Estonian Math Competitions

Denote the vertices of the dodecagon as on Fig. 21. Since $QI=AS$ and $IS=QA$, we have $$DQ+QI+IS+SG=DQ+AS+QA+SG=DA+AG.$$ Similarly we obtain $ER+RK+KP+PB=EA+AB$. Therefore $$\begin{array}{rl}& CD+DQ+QI+IS+SG+GF+FE+ER+RK+KP+PB+BC\\ & =CD+DA+AG+GF+FE+EA+AB+BC\\ & =AB+BC+CD+DA+AE+EF+FG+GA.\end{array}$$ So the sum of the perimeters of the squares $ABCD$ and $AEFG$ is equal to the perimeter of the dodecagon (72 cm).

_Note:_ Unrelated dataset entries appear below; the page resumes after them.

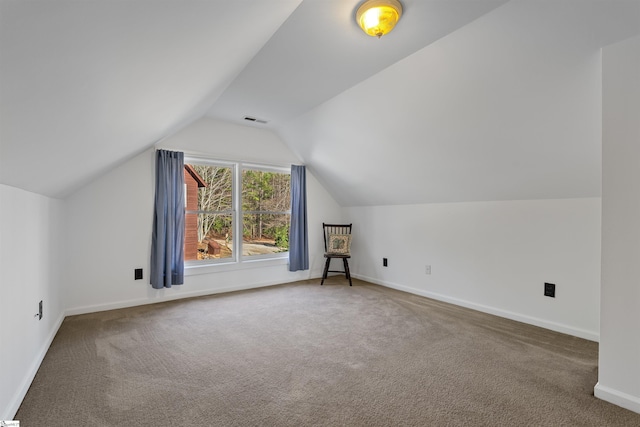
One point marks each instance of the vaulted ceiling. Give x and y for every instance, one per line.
x=464, y=100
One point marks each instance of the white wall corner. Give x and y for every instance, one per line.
x=618, y=398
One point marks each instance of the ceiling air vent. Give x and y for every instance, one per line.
x=253, y=119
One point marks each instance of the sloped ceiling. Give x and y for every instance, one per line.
x=464, y=100
x=85, y=85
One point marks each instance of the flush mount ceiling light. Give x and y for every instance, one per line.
x=378, y=17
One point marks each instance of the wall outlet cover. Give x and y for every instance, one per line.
x=550, y=290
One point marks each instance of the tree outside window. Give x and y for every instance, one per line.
x=263, y=209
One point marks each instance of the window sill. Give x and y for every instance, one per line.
x=196, y=269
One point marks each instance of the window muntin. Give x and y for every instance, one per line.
x=241, y=212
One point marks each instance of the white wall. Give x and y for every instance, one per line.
x=109, y=225
x=619, y=368
x=29, y=272
x=490, y=256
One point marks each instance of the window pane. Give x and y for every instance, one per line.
x=265, y=233
x=215, y=244
x=208, y=234
x=265, y=191
x=214, y=187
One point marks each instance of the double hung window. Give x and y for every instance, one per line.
x=235, y=212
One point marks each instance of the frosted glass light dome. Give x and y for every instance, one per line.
x=378, y=17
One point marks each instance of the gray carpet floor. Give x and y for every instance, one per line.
x=304, y=355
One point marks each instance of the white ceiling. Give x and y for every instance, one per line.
x=464, y=100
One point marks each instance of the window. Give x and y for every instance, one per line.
x=235, y=212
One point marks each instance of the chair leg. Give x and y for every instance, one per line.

Since $QA=IS$, $AP=RK$, $SA=IQ$ and $AR=PK$, we have $$\begin{array}{rl}& AP+PH+HQ+QA+AR+RJ+JS+SA\\ & =RK+PH+HQ+IS+PK+RJ+JS+IQ\\ & =HI+IJ+JK+KH.\end{array}$$ So the perimeter of the square $HIJK$ is equal to the sum of the perimeters of the rectangles $APHQ$ and $ARJS$. However we are given that the sum of the perimeters of $APHQ$ and $ARJS$ is equal to one fifth of the sum of the perimeter of $ABCD$, the perimeter of $AEFG$ and twice the perimeter of $HIJK$. Denoting the side length of $HIJK$ by $x$ cm, its perimeter will be $4x$ cm. Then we can combine the relations of the previous two paragraphs into the equation $$4x=\frac{1}{5}(72+2\cdot 4x).$$ Solving it, we obtain $4x=24$, which gives $x=6$. So the side length of the square $HIJK$ is 6 cm.